Mengapa itu semua bisa terjadi? Bukankah hidup ini mengajarkan tentang kebaikan dan saling menghormati sesama manusia? Selain kepada sesama, beda agama beda suku bahkan beda negara. Menyalahkan berbagai pihak lain, tidaklah menyelesaikan masalah. Mencoba menawarkan solusi menjadi bagian penting.

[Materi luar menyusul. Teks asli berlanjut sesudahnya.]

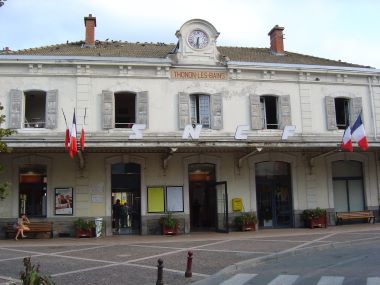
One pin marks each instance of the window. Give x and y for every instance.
(35, 109)
(32, 188)
(269, 112)
(342, 112)
(125, 110)
(200, 109)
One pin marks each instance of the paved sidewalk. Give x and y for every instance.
(133, 259)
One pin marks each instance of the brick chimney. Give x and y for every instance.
(277, 40)
(90, 24)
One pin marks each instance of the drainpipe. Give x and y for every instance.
(372, 106)
(81, 159)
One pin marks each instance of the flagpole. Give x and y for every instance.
(64, 117)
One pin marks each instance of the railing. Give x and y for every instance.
(124, 125)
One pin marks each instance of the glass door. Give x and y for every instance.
(274, 194)
(221, 207)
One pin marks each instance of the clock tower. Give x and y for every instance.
(197, 43)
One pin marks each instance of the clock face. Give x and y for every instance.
(198, 39)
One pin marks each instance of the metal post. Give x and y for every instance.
(160, 270)
(188, 272)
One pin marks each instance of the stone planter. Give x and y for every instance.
(319, 222)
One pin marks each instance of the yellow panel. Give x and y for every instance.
(156, 199)
(97, 210)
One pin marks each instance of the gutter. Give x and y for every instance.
(238, 64)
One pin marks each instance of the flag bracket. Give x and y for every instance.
(240, 160)
(313, 158)
(81, 159)
(169, 156)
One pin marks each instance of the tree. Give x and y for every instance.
(4, 148)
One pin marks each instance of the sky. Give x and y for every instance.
(345, 30)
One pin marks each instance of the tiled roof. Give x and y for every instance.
(162, 50)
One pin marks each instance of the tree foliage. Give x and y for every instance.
(3, 148)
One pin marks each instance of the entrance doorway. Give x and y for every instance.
(202, 195)
(274, 194)
(348, 186)
(32, 190)
(126, 187)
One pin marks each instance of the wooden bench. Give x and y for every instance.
(35, 229)
(357, 215)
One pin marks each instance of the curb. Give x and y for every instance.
(250, 263)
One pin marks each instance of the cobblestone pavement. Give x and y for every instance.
(133, 259)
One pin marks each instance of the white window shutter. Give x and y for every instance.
(217, 111)
(142, 108)
(183, 110)
(51, 109)
(284, 111)
(15, 109)
(355, 109)
(107, 109)
(330, 113)
(255, 111)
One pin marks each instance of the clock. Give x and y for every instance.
(197, 39)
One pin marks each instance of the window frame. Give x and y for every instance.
(265, 105)
(117, 98)
(200, 110)
(342, 102)
(36, 122)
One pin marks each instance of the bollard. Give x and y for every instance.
(188, 272)
(160, 270)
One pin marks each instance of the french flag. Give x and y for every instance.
(346, 141)
(73, 138)
(358, 134)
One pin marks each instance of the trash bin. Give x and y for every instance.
(98, 226)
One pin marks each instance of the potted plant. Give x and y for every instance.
(84, 228)
(169, 224)
(246, 221)
(315, 218)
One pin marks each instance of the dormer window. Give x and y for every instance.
(35, 109)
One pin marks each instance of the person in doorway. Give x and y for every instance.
(196, 208)
(117, 213)
(125, 213)
(21, 226)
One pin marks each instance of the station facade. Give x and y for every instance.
(185, 128)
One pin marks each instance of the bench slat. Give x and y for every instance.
(37, 227)
(344, 216)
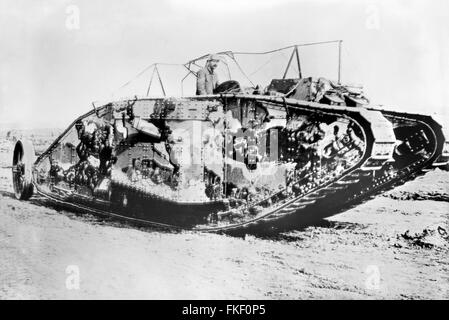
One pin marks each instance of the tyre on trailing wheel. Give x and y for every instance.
(22, 165)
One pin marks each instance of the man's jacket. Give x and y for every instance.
(206, 81)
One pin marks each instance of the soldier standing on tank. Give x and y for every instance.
(207, 79)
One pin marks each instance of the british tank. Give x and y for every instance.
(248, 158)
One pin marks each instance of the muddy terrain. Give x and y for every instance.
(393, 246)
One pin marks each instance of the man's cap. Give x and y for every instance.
(214, 57)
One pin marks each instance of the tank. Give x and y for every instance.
(241, 159)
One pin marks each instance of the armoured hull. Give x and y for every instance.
(214, 162)
(301, 149)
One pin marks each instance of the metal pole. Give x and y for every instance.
(160, 80)
(297, 61)
(339, 61)
(288, 65)
(151, 80)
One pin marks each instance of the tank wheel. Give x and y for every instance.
(22, 164)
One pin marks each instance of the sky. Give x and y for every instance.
(57, 57)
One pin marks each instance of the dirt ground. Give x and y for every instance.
(394, 246)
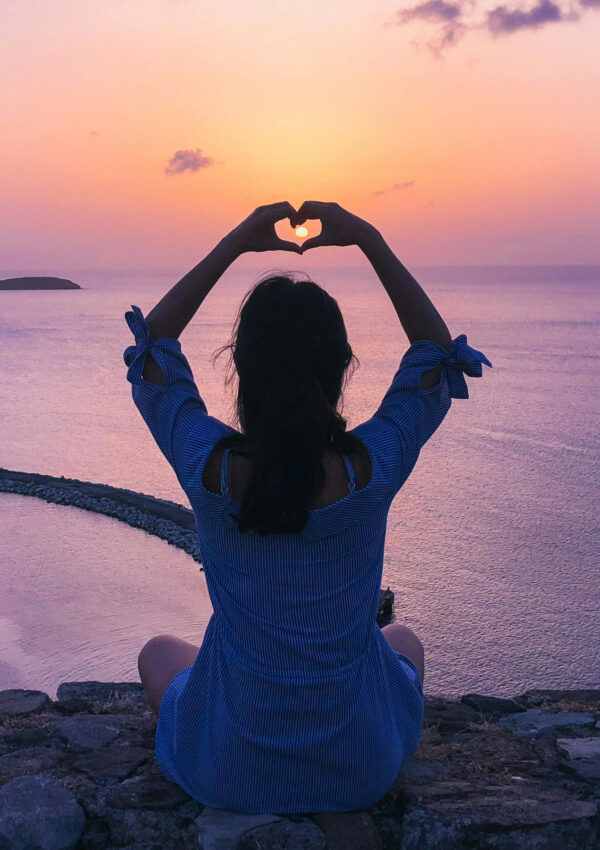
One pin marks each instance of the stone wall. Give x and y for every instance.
(519, 774)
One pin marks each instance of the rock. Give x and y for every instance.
(291, 836)
(100, 691)
(15, 702)
(87, 732)
(491, 705)
(28, 761)
(29, 737)
(535, 720)
(71, 706)
(348, 830)
(524, 816)
(580, 748)
(222, 829)
(588, 771)
(38, 283)
(39, 812)
(449, 717)
(111, 764)
(146, 792)
(538, 696)
(413, 771)
(151, 830)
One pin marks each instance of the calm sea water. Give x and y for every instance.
(492, 544)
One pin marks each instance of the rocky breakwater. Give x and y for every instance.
(509, 774)
(38, 283)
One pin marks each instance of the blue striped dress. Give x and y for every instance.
(296, 702)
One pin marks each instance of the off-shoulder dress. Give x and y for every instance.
(296, 702)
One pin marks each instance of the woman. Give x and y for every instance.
(296, 701)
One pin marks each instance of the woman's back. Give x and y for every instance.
(337, 480)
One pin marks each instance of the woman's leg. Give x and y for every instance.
(161, 659)
(404, 640)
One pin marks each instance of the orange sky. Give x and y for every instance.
(497, 136)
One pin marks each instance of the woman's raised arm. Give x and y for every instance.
(418, 316)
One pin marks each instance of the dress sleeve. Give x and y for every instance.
(174, 412)
(408, 416)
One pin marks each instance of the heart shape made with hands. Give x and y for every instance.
(301, 232)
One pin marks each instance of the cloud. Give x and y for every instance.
(395, 188)
(449, 20)
(447, 17)
(187, 161)
(503, 21)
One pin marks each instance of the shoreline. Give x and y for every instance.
(167, 520)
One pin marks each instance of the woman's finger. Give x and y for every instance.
(315, 242)
(282, 209)
(309, 209)
(283, 245)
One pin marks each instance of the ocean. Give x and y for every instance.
(493, 542)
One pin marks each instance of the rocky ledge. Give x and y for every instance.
(80, 772)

Bukan siapa yang harus bertanggung jawab dengan semua ini, apalagi bertanya mengapa ini terjadi. Namun bagaimana kita terlepas dari masa sulit dan terbebas dari masa yang kurang menyenangkan. Tidak mudah memang, tapi harus terus berusaha. Setiap pribadi berkewajiban untuk mencari solusi terbaik untuk kehidupan yang lebih baik. Kesempatan ini lah untuk berhijrah.
Lalu apa hubungannya dengan Covid-19 atau masa pandemi? Semua harus bergandengan tangan untuk berubah. Memulai dengan niat yang benar. Mencoba memperbaiki diri dari keadaan melalui pengalaman hidup masing-masing. Jika seseorang tidak berhijrah, tidak akan ada perubahan dari waktu ke waktu, meski waktu terus berubah. Semua akan sia-sia.
Ketika hari ini sama dengan hari kemarin, hidup kita sudah merugi. Apalagi kalau hari ini lebih jelek dari hari kemarin, celaka itu namanya. Andai setiap manusia paham makna hijrah, setiap kata dan perbuatan akan selalu dievaluasi.Perubahan adalah sebuah keniscayaan yang tidak bisa kita tinggalkan.
Jika seekor monyet bisa berubah dengan kegiatan yang dilakukan terus-menerus, bagaimana dengan manusia. Manusia yang dibekali dengan hati dan pikiran. Kemauan dan kemampuannya berhijrah sangatlah penting. Sehingga perubahan dalam menjalani kehidupan selanjutnya sangatlah mutlak dibutuhkan. Sebagaimana dijelaskan dalam Alquran yang artinya: “Ya Tuhanku, berikanlah kepadaku hikmah dan masukkanlah aku ke dalam golongan orang-orang saleh dan jadikanlah aku, lisan yang jujur bagi orang-orang (yang datang) kemudian; dan mohon jadikanlah aku termasuk orang-orang yang mewarisi surga yang penuh kenikmatan.” (As-Syu’ara’: 83-85)
10 bulan kita mampu bertahan. “Menerjang Badai Pandemi. Menyosong Harapan Baru …… ”
Jangan menyerah …
terus berjuang …
percayalah …
Tidak ada harapan yang sia – sia …
Kita pasti bisa ….
Selamat menikmati bulan Desember 2020
Selamat mempersiapkan tahun ke depan yang akan segera datang dalam beberapa hari lagi.
Tahun esok dimana kita akan selalu melihat dan merasakan betapa ALLAH tak pernah luput mengasihi umat NYA.